University of Chicago Economist Jens Ludwig is one of the most experienced, and most intellectually rigorous, academic supporters of restrictive gun policies. Yet he, too, was skeptical of the conclusion.
“They can’t tease out whether guns are contributing to assault or assault risk is contributing to gun ownership,” Ludwig said.
In other words, people who are especially at risk of being attacked might be more likely than other people to carry guns, rather than the other way around.
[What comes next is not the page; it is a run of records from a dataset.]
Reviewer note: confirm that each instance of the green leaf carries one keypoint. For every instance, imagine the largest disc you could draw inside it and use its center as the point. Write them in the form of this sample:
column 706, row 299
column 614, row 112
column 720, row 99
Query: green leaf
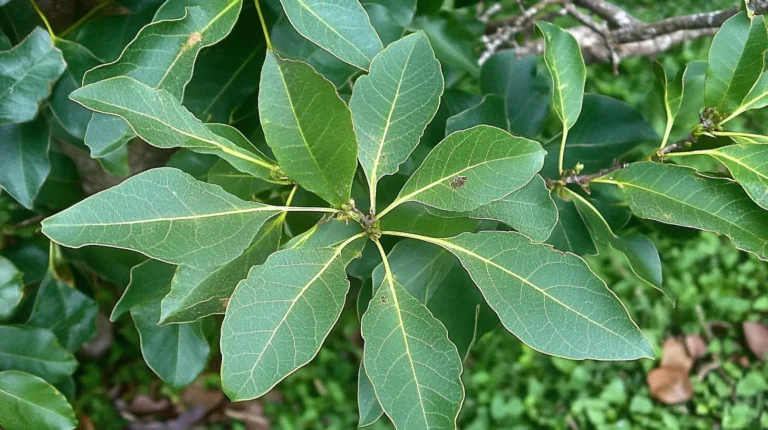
column 670, row 94
column 490, row 111
column 748, row 163
column 571, row 233
column 277, row 320
column 677, row 195
column 527, row 94
column 735, row 62
column 177, row 353
column 415, row 370
column 562, row 55
column 453, row 42
column 392, row 106
column 36, row 351
column 161, row 56
column 27, row 401
column 472, row 168
column 224, row 74
column 550, row 300
column 67, row 312
column 27, row 74
column 155, row 213
column 290, row 44
column 72, row 117
column 11, row 288
column 160, row 119
column 341, row 27
column 606, row 129
column 640, row 252
column 24, row 165
column 149, row 282
column 199, row 292
column 529, row 210
column 308, row 127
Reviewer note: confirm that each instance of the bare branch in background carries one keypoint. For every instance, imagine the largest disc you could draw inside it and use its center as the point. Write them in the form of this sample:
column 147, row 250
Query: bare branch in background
column 619, row 35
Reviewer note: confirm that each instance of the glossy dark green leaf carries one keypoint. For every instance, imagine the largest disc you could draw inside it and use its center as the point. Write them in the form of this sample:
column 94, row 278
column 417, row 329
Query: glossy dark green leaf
column 527, row 94
column 490, row 111
column 453, row 43
column 607, row 128
column 392, row 106
column 11, row 288
column 36, row 351
column 472, row 168
column 67, row 312
column 161, row 56
column 735, row 61
column 160, row 119
column 678, row 195
column 27, row 74
column 155, row 212
column 290, row 44
column 341, row 27
column 308, row 127
column 546, row 297
column 72, row 117
column 177, row 353
column 640, row 252
column 24, row 165
column 149, row 282
column 529, row 210
column 199, row 292
column 413, row 366
column 27, row 402
column 277, row 320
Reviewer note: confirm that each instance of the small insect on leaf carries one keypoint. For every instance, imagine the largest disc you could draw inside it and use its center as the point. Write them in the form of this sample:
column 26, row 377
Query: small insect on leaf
column 458, row 182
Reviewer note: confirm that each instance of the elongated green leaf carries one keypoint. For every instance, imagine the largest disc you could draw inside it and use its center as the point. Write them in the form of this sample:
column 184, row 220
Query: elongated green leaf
column 527, row 95
column 27, row 74
column 225, row 74
column 27, row 401
column 290, row 44
column 529, row 210
column 72, row 117
column 36, row 351
column 149, row 282
column 472, row 168
column 748, row 165
column 164, row 214
column 64, row 310
column 415, row 370
column 160, row 119
column 606, row 130
column 571, row 233
column 341, row 27
column 638, row 249
column 566, row 65
column 392, row 106
column 277, row 320
column 677, row 195
column 489, row 111
column 308, row 127
column 199, row 292
column 177, row 353
column 550, row 300
column 161, row 56
column 11, row 288
column 735, row 61
column 24, row 165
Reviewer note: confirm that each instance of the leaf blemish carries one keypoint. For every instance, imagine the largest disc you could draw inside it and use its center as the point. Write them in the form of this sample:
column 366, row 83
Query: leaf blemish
column 458, row 182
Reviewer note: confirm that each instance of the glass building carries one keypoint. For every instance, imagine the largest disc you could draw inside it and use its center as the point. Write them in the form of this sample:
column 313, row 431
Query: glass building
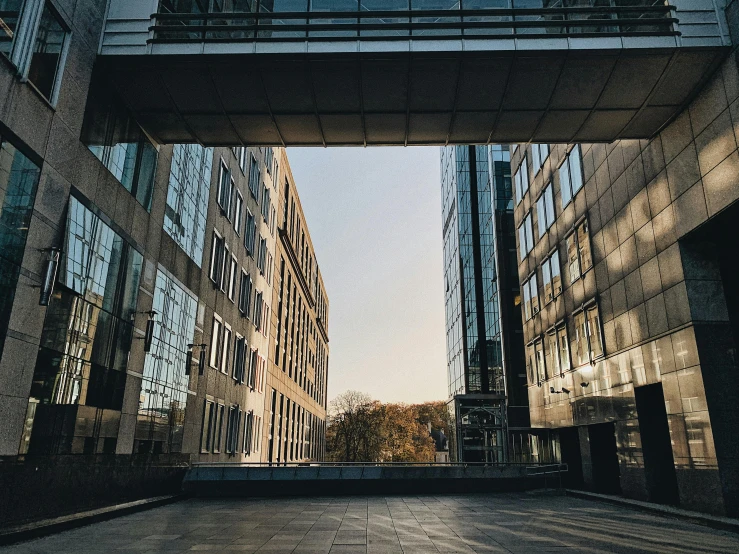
column 485, row 352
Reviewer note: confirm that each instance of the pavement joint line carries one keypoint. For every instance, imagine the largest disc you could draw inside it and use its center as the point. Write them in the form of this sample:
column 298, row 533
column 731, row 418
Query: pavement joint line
column 45, row 527
column 720, row 523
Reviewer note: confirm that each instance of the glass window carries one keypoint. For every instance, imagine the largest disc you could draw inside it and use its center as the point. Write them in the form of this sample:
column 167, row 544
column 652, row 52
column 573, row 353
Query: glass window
column 580, row 340
column 237, row 212
column 594, row 334
column 564, row 349
column 47, row 52
column 583, row 244
column 215, row 342
column 187, row 198
column 573, row 257
column 250, row 233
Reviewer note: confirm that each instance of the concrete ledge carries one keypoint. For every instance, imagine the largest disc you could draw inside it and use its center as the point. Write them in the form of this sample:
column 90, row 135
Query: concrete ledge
column 44, row 527
column 716, row 522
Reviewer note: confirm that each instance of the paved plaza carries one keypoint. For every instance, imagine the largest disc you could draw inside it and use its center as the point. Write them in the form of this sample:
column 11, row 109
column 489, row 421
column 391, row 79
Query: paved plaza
column 500, row 523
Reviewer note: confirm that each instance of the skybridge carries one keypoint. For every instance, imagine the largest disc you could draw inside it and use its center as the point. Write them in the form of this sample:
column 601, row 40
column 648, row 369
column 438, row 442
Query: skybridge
column 408, row 72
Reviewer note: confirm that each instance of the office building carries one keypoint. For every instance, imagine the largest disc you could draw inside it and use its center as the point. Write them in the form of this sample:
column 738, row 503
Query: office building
column 627, row 258
column 139, row 283
column 485, row 354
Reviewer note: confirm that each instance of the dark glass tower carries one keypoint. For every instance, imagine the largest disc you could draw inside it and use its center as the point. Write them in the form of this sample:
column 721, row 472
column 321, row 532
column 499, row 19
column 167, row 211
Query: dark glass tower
column 485, row 351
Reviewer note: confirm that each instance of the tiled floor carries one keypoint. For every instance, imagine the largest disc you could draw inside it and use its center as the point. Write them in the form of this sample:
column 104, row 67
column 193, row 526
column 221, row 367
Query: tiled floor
column 517, row 523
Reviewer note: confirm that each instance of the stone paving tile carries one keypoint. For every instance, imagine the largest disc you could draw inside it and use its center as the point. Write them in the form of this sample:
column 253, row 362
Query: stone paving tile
column 493, row 524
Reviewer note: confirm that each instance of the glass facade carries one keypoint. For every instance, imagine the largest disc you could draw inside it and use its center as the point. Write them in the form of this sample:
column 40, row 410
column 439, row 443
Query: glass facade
column 287, row 19
column 19, row 178
column 161, row 417
column 187, row 198
column 80, row 374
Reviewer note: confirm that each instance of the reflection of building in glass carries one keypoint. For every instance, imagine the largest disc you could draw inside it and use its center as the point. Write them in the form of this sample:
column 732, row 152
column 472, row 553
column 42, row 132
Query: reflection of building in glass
column 187, row 197
column 485, row 356
column 164, row 386
column 80, row 375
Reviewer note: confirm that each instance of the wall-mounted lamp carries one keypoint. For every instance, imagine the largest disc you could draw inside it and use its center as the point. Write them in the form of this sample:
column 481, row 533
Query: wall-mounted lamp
column 52, row 264
column 201, row 358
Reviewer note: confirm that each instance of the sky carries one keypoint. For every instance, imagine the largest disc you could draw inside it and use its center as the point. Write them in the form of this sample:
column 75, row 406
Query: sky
column 374, row 216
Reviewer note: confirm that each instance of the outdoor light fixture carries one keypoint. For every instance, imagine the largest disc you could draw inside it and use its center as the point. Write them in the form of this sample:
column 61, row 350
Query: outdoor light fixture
column 201, row 358
column 52, row 264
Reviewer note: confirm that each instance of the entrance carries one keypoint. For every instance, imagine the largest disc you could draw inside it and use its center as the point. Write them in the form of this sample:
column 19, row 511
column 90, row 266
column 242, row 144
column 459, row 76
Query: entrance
column 604, row 458
column 659, row 465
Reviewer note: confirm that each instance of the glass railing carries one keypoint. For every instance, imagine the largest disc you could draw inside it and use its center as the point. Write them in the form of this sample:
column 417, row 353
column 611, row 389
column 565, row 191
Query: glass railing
column 250, row 20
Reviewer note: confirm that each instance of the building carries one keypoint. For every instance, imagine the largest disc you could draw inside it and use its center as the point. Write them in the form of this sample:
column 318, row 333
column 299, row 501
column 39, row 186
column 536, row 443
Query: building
column 295, row 408
column 141, row 282
column 628, row 265
column 485, row 354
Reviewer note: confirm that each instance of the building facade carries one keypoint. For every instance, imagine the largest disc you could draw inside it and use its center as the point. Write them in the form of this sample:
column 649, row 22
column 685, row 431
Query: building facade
column 627, row 254
column 139, row 280
column 485, row 355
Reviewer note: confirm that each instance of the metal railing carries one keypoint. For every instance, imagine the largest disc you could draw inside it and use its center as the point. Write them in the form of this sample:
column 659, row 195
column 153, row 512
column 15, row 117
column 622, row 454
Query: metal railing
column 417, row 24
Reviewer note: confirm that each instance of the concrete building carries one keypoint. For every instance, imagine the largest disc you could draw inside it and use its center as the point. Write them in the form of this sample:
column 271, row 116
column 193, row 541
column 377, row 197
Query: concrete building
column 485, row 353
column 628, row 264
column 138, row 293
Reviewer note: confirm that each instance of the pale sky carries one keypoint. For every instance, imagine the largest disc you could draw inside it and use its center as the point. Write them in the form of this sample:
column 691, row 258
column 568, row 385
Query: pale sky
column 374, row 216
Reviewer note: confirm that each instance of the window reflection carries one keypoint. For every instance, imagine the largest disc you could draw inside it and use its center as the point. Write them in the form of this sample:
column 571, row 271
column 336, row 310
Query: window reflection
column 161, row 414
column 80, row 373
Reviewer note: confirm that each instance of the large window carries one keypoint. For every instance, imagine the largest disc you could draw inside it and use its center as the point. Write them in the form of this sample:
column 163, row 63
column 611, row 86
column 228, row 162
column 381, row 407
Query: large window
column 570, row 175
column 187, row 198
column 552, row 279
column 557, row 350
column 545, row 210
column 245, row 294
column 587, row 344
column 526, row 236
column 19, row 178
column 521, row 180
column 539, row 154
column 250, row 233
column 579, row 255
column 531, row 297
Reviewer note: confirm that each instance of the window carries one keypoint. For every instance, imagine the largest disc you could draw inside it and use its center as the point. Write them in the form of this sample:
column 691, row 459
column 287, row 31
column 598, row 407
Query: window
column 521, row 180
column 262, row 258
column 245, row 294
column 526, row 236
column 215, row 342
column 570, row 175
column 266, row 204
column 226, row 355
column 250, row 233
column 587, row 344
column 226, row 279
column 257, row 310
column 557, row 350
column 218, row 428
column 253, row 368
column 206, row 432
column 233, row 275
column 254, row 177
column 237, row 212
column 225, row 189
column 48, row 53
column 217, row 259
column 552, row 279
column 539, row 154
column 545, row 210
column 240, row 360
column 232, row 429
column 531, row 297
column 579, row 256
column 268, row 158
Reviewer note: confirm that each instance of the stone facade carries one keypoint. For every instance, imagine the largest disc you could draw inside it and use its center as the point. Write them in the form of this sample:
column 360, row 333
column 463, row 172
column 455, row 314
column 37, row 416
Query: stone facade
column 659, row 348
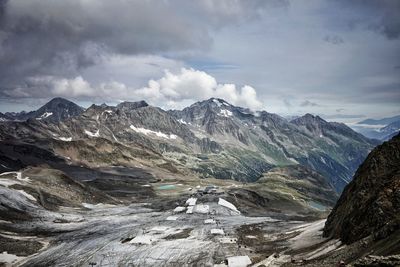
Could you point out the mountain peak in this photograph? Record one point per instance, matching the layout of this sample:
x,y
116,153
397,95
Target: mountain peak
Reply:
x,y
308,119
132,105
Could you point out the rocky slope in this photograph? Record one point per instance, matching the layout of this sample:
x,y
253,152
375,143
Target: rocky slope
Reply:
x,y
370,204
211,138
332,149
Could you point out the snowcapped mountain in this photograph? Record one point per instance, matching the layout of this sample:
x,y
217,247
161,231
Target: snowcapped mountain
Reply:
x,y
4,117
55,110
211,138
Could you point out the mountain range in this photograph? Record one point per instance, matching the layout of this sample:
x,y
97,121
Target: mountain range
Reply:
x,y
381,129
210,138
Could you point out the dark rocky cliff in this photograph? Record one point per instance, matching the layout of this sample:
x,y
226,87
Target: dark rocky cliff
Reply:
x,y
370,204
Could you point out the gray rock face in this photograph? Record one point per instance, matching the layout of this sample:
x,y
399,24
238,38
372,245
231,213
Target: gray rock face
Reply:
x,y
332,149
211,137
370,204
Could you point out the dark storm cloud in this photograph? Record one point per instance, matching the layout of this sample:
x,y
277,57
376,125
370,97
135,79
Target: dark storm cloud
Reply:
x,y
333,39
382,16
59,38
308,103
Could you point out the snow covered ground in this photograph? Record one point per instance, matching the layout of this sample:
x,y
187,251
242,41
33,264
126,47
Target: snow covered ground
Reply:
x,y
207,234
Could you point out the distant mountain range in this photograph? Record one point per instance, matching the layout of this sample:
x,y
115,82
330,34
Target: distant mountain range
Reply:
x,y
370,204
381,129
56,110
211,138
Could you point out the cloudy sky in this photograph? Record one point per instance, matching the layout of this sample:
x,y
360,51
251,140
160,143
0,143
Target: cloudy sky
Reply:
x,y
339,58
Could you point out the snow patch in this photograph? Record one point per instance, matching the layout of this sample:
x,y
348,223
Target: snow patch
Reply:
x,y
96,134
9,258
190,210
217,102
239,261
179,209
191,201
227,204
66,139
172,218
182,121
45,115
200,208
217,232
225,113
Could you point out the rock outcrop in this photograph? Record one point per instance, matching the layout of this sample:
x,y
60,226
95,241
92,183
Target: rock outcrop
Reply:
x,y
370,204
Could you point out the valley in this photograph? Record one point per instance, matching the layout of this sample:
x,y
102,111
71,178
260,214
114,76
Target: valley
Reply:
x,y
188,188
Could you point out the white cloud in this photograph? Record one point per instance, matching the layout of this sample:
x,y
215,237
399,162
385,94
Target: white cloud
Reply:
x,y
190,84
173,90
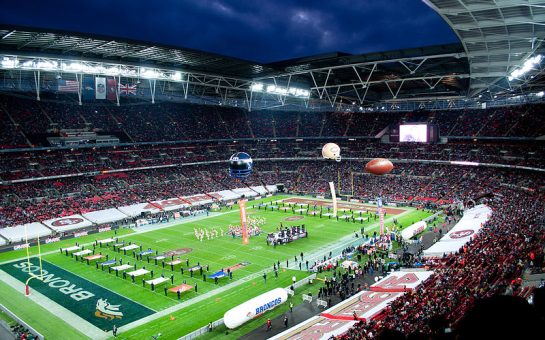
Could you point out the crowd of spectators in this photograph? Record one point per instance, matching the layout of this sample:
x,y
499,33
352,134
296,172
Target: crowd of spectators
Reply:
x,y
510,243
138,122
18,165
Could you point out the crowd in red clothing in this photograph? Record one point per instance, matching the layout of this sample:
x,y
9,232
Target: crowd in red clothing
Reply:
x,y
27,120
510,243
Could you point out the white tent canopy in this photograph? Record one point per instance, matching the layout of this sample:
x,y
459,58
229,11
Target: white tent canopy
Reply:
x,y
17,233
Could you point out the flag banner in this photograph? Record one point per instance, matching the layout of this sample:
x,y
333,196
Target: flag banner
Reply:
x,y
112,89
68,86
127,89
100,88
88,88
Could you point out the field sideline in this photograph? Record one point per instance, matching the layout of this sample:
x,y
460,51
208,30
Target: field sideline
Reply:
x,y
195,309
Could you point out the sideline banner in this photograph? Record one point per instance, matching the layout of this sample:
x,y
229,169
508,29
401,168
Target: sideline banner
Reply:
x,y
68,223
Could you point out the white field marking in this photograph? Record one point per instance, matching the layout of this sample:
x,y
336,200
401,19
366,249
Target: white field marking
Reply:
x,y
54,308
136,232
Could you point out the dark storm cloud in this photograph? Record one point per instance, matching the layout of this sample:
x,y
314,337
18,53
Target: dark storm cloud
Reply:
x,y
255,30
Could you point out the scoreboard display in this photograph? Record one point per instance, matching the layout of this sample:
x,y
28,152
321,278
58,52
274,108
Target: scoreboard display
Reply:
x,y
415,133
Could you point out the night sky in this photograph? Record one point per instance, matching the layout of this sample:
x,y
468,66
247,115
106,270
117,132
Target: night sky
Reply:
x,y
256,30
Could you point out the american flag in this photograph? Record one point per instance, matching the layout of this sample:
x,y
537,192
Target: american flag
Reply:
x,y
127,89
68,85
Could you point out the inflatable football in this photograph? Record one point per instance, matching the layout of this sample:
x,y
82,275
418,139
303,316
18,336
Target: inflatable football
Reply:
x,y
379,166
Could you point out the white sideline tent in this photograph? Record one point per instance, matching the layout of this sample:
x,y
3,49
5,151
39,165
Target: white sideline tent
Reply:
x,y
260,189
105,216
468,226
226,195
272,188
17,233
68,223
413,229
134,210
198,199
247,192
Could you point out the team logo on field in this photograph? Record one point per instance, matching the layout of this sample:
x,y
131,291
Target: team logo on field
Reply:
x,y
106,310
293,218
67,221
178,252
461,233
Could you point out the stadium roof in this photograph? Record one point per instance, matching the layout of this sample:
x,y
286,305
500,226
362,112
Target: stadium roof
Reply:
x,y
21,40
496,38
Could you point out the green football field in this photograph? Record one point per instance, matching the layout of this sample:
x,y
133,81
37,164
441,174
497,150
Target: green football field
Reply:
x,y
71,283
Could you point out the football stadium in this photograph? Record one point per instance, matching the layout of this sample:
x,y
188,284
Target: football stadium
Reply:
x,y
152,191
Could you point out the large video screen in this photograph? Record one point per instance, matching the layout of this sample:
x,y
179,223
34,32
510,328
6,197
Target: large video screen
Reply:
x,y
413,133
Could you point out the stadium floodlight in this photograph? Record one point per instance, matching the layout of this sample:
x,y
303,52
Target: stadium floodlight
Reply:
x,y
528,65
280,90
149,73
256,87
47,65
9,63
176,76
72,67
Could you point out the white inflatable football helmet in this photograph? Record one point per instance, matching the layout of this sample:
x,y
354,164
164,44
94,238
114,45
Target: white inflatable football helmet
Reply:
x,y
331,151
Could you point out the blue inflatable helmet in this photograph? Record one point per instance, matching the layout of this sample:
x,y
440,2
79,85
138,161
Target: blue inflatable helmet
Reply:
x,y
240,165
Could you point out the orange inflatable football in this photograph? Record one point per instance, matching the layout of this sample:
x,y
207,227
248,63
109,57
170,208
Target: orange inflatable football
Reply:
x,y
379,166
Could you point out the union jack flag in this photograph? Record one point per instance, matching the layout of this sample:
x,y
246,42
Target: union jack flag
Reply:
x,y
68,85
127,89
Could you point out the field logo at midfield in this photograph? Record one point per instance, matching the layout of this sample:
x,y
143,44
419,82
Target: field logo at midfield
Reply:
x,y
178,252
293,218
106,310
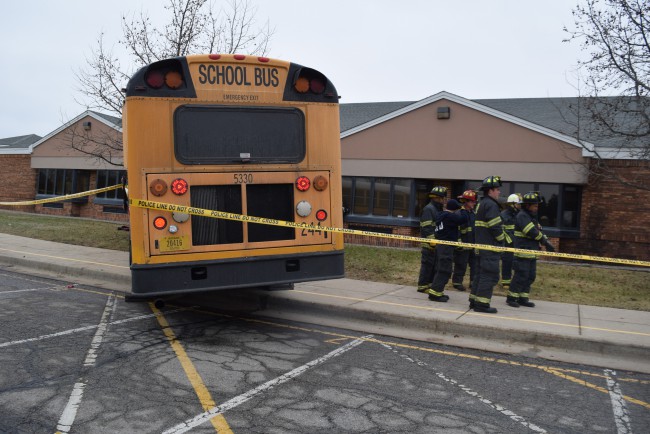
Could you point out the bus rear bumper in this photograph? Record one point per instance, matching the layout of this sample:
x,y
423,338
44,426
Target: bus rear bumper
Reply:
x,y
255,272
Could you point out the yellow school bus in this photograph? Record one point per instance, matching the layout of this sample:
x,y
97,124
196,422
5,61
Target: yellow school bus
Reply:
x,y
239,134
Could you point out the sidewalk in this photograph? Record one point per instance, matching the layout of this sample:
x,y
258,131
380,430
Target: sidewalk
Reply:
x,y
598,336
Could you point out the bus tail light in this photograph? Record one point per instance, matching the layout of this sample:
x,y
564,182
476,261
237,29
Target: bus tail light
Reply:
x,y
158,187
179,186
303,209
160,223
320,183
303,183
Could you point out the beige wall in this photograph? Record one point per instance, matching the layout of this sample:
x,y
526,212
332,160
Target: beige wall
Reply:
x,y
57,152
418,145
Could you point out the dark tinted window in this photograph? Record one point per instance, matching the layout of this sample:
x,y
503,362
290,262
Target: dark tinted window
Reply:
x,y
226,135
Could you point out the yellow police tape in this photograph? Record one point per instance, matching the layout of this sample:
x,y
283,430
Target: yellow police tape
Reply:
x,y
160,206
62,198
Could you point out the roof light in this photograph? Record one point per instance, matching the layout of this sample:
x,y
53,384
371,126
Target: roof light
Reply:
x,y
160,223
303,183
301,85
158,187
179,186
155,79
173,79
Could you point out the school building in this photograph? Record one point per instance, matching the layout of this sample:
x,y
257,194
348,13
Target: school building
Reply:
x,y
393,153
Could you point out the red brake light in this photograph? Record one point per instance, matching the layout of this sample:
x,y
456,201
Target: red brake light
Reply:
x,y
158,187
160,222
320,183
302,183
179,186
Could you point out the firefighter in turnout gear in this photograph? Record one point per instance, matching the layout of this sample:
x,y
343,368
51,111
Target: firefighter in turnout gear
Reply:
x,y
488,230
529,236
465,256
427,230
508,216
447,224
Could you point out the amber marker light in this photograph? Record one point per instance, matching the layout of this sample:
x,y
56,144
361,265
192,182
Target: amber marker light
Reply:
x,y
179,186
303,183
158,187
320,183
160,223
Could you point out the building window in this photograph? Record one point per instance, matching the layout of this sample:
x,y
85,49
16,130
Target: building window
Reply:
x,y
108,178
59,182
559,213
379,200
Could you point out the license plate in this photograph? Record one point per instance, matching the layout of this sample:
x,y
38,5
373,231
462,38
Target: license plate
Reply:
x,y
174,244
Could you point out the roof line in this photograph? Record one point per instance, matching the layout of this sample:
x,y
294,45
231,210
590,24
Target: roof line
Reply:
x,y
90,113
585,146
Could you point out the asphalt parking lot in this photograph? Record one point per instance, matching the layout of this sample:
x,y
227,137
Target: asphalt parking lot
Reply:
x,y
77,358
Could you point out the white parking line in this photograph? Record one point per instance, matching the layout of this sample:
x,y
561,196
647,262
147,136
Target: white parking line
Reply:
x,y
70,411
82,329
501,409
238,400
621,415
28,290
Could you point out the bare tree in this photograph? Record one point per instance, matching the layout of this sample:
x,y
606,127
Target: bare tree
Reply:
x,y
194,27
613,107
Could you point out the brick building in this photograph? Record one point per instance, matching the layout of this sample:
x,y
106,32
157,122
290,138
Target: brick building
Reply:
x,y
61,163
393,153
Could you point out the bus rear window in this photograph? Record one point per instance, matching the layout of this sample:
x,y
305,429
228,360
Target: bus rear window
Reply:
x,y
232,135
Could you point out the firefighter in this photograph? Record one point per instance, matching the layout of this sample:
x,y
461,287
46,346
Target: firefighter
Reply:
x,y
465,256
513,204
427,230
488,229
529,236
447,224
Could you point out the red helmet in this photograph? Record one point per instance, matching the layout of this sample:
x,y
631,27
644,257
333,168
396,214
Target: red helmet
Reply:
x,y
468,195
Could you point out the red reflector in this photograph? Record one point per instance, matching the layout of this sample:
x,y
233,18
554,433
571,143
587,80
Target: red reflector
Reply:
x,y
302,183
155,79
320,183
317,85
158,187
160,222
179,186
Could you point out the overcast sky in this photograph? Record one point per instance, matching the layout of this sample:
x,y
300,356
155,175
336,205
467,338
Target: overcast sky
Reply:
x,y
372,50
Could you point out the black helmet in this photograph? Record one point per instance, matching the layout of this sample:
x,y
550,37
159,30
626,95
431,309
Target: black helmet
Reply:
x,y
491,182
532,197
439,191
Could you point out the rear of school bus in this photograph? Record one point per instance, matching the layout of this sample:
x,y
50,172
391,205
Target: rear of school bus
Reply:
x,y
244,135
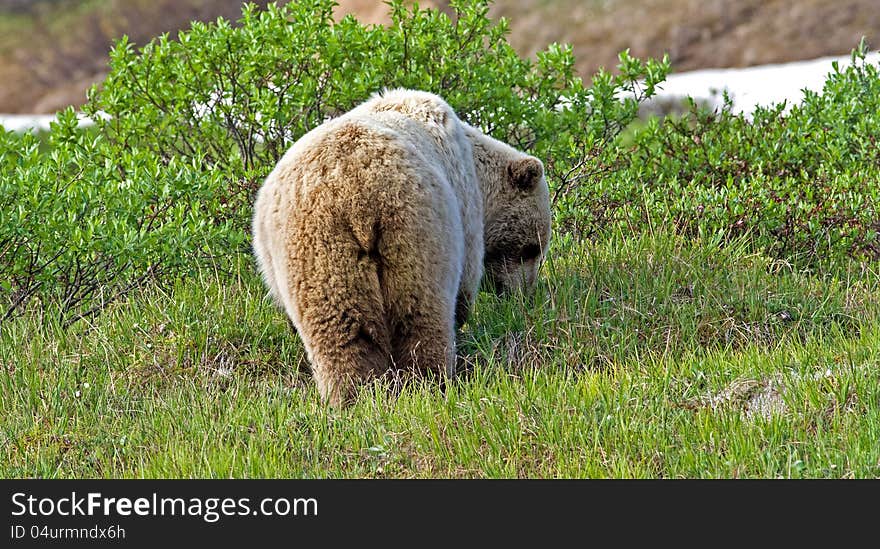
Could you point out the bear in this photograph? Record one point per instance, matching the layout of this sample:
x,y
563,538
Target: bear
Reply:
x,y
375,230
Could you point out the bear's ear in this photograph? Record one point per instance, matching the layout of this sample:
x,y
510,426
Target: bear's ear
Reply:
x,y
525,173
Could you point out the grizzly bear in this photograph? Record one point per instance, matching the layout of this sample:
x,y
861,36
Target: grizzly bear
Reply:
x,y
374,230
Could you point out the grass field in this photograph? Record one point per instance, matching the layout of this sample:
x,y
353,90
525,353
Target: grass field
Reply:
x,y
638,356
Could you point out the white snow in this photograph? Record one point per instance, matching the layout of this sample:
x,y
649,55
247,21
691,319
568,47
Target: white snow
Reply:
x,y
37,122
763,85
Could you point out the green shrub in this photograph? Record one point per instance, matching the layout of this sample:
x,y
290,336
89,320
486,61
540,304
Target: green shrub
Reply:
x,y
186,130
238,96
87,222
803,184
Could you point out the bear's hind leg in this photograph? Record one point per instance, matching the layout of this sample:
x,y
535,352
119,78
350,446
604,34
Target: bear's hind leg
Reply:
x,y
342,324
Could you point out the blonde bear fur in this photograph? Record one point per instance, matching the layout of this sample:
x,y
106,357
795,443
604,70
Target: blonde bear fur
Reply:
x,y
373,231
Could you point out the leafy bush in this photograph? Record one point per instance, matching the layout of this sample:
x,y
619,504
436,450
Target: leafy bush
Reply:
x,y
186,130
238,96
86,222
803,183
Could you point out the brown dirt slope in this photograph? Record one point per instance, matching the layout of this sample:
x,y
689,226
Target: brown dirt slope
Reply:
x,y
52,50
695,33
Florida State University criminology professor Gary Kleck put it succinctly: “It is precisely as if medical researchers found that insulin use is more common among persons who suffer from diabetes than among those who are not diabetic (something that is most assuredly true), and concluded that insulin use raises one’s risk of diabetes.” Or as Jacob Sullum quipped on Reason.com, it’s like discovering that people who are wearing parachutes are much more likely to suffer injuries from falling than people who don’t wear parachutes--the risk comes from jumping out of a plane, not from wearing a parachute.
The Philadelphia Inquirer should be commended for interviewing three outside experts about the story. Unfortunately, most of the coverage in the rest of America’s so-called “mainstream” media simply reported the study’s shaky conclusion as if it were a proven fact.
After its release, Kleck wrote a short essay about the Penn study blasting it as “the very epitome of junk science in the guns-and-violence field--poor quality research designed to arrive at an ideologically predetermined conclusion.” Kleck noted the authors had announced guns do not have protective value, yet the authors had not even studied whether a single victim even used a gun defensively.
The Penn article, Kleck wrote, “is merely a reflection of the fact that the same factors that place people at greater risk of becoming assault victims also motivate many people to acquire, and in some cases carry away from home, guns for self-protection . . . For example, being a drug dealer or member of a street gang puts one at much higher risk of being shot, but also makes it far more likely one will acquire a gun for protection.”
Research on people who actually use guns for protection shows the opposite of what Branas and his colleagues claim. Kleck and Jongyeon Tark examined data from the National Crime Victimization Survey, an annual study by the Census Bureau and the Department of Justice that asks individuals if they were crime victims in the last year and, if so, collects information about the circumstances.
Of those who used guns defensively, the Kleck and Tark study found only 2 percent were injured after they used guns. (“Resisting Crime: The Effects of Victim Action on the Outcomes of Crimes.” Criminology, vol. 42, 2005.) These findings were consistent with previous studies of actual defensive gun use, which found such use does not increase the victim’s risk of harm: Gary Kleck, “Crime Control Through the Private Use of Armed Force,” Social Problems, 1988; Gary Kleck & Miriam A. Delone, “Victim Resistance and Offender Weapon Effects in Robbery,” Journal of Quantitative Criminology, 1993; Lawrence Southwick, “Self-Defense With Guns”, Journal of Criminal Justice, 2000.
But the Philadelphia story was not marketed for people who are familiar with social science studies of defensive gun use. It is simply a propaganda tool for people who unquestioningly believe newspaper accounts of what scientists say--and who never notice that their local paper prominently promotes anti-gun studies but never reports the release of studies about the safety benefits of gun ownership.
Unfortunately, one thing is clear: Much more of the same type of disinformation--funded by your hard-earned tax dollars--is likely to come our way in coming months and years.